MVME is a lot faster than SATA-attached SSD. And they are still getting faster.

(Only relevant of course if you have a disk limited workload.)

Andy

Reply to
Vir Campestris

They are things women buy to make rooms smell nice.

Andy

Reply to
Vir Campestris

Somewhat OT, but our best was a vacuum cleaner that started sparking while my wife was using it. She's very nervous of electrical sparks and noises. I was away on business at the time (IIRC she was very pregnant too) and she just unplugged it and dumped it on the patio.

Fortunately she did not put it in my workshop with all the wood, petrol, and white spirit because a couple of hours later it started emitting reasonably serious flames. Our local fire brigade dealt with it very promptly, it was actually snowing at the time, and as they stood in the hall filling in the paperwork, they said "Method used to extinguish fire? Snowballs".

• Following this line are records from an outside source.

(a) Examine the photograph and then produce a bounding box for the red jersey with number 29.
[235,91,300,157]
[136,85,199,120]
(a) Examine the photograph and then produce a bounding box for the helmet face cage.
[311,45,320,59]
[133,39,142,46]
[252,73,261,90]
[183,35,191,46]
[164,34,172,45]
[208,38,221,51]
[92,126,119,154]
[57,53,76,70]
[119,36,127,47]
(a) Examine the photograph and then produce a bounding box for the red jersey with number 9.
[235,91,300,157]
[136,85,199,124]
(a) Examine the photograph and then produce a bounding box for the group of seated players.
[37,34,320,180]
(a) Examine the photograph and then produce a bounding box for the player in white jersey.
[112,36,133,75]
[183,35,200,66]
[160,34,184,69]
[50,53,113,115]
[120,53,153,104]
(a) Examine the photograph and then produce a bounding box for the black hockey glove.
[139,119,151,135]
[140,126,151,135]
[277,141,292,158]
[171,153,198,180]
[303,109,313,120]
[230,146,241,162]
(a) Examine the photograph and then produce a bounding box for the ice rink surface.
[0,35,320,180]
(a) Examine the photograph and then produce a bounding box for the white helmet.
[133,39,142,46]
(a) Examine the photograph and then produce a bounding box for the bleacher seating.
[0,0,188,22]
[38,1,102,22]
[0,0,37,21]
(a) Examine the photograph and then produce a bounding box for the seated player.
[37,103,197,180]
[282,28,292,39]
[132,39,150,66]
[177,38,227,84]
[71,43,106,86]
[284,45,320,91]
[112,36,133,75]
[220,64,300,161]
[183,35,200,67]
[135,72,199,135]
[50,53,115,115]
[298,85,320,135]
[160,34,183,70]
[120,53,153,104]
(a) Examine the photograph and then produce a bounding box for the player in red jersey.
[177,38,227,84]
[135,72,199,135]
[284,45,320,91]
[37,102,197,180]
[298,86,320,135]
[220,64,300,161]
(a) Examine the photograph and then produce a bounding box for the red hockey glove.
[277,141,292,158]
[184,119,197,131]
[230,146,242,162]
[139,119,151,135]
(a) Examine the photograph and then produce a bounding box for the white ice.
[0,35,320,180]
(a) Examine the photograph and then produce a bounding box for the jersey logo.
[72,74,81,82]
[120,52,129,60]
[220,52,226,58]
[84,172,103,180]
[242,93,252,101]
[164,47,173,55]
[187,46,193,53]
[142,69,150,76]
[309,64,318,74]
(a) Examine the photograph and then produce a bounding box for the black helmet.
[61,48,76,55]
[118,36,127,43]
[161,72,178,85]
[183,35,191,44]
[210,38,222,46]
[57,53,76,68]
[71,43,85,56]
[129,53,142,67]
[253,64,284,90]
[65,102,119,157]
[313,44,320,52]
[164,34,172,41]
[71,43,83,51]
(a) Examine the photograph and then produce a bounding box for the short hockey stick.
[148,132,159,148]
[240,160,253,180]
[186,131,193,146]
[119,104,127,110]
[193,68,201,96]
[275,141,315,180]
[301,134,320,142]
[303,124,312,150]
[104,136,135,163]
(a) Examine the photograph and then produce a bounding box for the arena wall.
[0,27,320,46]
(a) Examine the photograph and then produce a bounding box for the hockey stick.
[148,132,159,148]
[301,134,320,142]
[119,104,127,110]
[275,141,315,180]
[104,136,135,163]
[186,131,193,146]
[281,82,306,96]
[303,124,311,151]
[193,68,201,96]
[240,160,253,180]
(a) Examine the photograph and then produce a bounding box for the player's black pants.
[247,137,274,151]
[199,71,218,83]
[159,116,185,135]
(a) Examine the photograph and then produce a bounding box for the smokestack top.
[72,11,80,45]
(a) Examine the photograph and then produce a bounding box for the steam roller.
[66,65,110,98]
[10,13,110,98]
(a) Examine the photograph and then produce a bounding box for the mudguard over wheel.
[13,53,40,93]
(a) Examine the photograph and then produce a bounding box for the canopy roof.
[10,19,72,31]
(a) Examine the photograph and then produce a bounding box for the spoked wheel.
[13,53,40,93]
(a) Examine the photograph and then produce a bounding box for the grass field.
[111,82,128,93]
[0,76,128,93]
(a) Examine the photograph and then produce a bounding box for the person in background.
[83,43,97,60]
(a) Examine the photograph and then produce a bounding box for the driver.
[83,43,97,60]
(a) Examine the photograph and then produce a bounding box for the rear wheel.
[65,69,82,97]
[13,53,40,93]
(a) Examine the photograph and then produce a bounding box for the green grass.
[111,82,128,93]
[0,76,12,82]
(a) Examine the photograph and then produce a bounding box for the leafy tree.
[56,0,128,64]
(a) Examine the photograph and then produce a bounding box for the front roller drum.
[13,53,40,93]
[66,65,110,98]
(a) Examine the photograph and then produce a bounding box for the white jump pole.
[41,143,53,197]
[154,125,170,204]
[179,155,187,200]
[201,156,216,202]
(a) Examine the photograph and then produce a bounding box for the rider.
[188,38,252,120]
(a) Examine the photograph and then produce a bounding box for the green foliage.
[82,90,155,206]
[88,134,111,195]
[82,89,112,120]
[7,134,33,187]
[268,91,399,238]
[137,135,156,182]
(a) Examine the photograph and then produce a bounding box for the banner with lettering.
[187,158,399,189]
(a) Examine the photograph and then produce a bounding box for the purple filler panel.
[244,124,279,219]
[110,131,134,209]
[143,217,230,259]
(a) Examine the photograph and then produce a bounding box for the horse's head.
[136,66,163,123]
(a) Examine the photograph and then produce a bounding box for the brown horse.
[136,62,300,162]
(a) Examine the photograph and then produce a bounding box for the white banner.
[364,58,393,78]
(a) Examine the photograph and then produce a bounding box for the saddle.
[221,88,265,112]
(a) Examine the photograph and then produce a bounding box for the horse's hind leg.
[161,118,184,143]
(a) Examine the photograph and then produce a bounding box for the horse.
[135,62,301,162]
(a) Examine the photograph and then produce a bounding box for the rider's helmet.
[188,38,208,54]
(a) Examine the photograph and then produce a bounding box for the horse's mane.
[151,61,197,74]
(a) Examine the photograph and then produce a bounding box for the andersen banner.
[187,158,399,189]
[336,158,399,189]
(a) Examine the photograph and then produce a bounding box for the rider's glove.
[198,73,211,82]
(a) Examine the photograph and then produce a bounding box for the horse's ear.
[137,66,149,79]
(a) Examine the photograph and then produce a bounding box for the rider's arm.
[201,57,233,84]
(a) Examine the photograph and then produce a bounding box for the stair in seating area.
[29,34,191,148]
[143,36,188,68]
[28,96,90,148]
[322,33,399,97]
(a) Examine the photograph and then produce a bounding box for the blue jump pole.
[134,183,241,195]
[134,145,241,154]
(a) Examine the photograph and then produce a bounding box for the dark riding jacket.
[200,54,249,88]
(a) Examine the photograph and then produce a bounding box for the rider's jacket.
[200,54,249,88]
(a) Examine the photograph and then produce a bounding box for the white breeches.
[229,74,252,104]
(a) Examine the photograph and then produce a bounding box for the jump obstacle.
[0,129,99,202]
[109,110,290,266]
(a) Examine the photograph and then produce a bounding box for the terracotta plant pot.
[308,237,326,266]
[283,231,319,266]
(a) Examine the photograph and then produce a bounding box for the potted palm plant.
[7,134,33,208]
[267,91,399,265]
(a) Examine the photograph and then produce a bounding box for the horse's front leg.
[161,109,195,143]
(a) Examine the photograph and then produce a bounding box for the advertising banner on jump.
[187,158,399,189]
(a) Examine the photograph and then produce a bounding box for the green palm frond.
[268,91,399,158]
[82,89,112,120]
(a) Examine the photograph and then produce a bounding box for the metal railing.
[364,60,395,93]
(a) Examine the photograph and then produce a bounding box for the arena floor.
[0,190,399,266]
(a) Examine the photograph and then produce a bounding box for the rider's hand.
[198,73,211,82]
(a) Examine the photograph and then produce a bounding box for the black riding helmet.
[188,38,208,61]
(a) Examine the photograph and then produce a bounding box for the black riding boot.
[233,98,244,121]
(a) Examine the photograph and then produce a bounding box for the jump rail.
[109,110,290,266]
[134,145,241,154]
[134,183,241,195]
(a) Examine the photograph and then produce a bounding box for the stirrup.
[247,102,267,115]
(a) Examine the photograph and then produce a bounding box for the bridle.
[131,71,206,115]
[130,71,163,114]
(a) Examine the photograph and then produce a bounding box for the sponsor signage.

I recount it in detail because one thinks of most electrical appliances as likely to be self extinguishing. I'd never thought of a bag of dust as being a potential fire hazard before.

Reply to
newshound

When I was 9, my mother found the design fault in a combined sun-lamp/infra-red lamp. It had a switch that prevented it operating if it was folded shut, but unfortunately it was a mercury switch and still made if it was in the shut, but upside down position. She plugged in the electric blanket, except that she'd picked up the wrong plug and the lamp was stored closed and upside down, under the bed.

My dad arrived home from a business trip to find me at a house across the road, my sister at the next-door neighbours, my mum outside, the house on fire and three fire-engines in attendance.

The end result was a destroyed lamp, bed, carpet, floorboard, dressing table, wardrobes, window pane - plus the entire upstairs and everything in it ruined by smoke.

It did get me a day off school, as I had no clothes that didn't stink of smoke!